The above photograph is one of many dating from 1919-21, which show the summer holiday visits to the Priory made by John's children, Annie's unmarried sister Agnes and their friends. They are a nostalgic record of the picnics and swimming parties of a bygone age. One of the friends of Agnes Robinson, then a headmistress in Sheffield, was a young teacher, Violet Mabel who married Ernest Dickens.

In 1921-22 John and Annie left the Priory and moved into a smaller house, Hillsborough Cottage, in Ingoldmells.  In 1922, John's elder brother George died in Feltham. Mr and Mrs John Dickens sent a handsome floral tribute for the funeral. 

In the next few years, John's health began to fail and he needed a wheel chair to get about. He died at home on 18 March 1927 from a stroke. His eldest daughter, Mary, was present at the death.

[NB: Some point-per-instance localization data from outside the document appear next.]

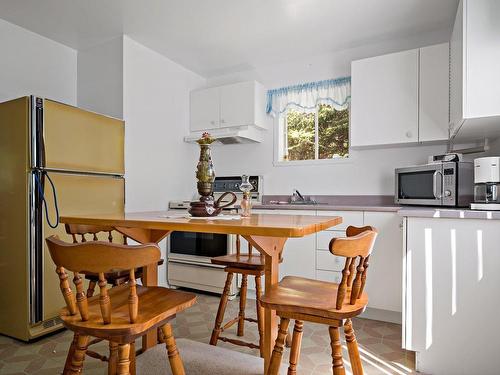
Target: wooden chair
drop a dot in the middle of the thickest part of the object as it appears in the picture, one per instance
(244, 264)
(121, 314)
(114, 278)
(308, 300)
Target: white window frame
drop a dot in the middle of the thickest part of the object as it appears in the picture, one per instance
(281, 133)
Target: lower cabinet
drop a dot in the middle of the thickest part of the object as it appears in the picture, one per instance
(310, 257)
(384, 283)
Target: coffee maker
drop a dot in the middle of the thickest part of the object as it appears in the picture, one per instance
(486, 184)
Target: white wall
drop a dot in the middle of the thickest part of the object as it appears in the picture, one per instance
(159, 165)
(33, 64)
(156, 111)
(367, 172)
(100, 78)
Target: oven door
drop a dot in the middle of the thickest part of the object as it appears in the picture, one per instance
(196, 248)
(421, 185)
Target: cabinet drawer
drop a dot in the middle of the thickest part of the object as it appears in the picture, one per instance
(323, 238)
(348, 218)
(333, 277)
(326, 261)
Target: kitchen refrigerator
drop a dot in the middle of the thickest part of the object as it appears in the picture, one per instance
(80, 153)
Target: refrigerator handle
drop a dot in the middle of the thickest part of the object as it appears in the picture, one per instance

The Skegness Standard carried this notice:

'DICKENS: On March 18th at Ingoldmells after a long illness, Captain John Dickens, late RA and old 12th Brigade, died aged 80 years. Canadian papers please copy. Mrs Dickens and the Family thank all the friends who have so constantly cheered her husband in the long illness of suffering and for all the floral remembrances.'

John was buried in Ingoldmells churchyard and the grave still stands.


 Annie lived until 1937 when she died at the home of her sister Agnes Robinson in Sheffield, close to the Hillsborough Barracks where young Charles Henry Dickens had had his portrait painted nearly fifty years before and where Annie may or may not have first met John. She shares John's grave in Ingoldmells.

The last sixty years of John's life had been spent within sight of the sea; a Gunner by the sea.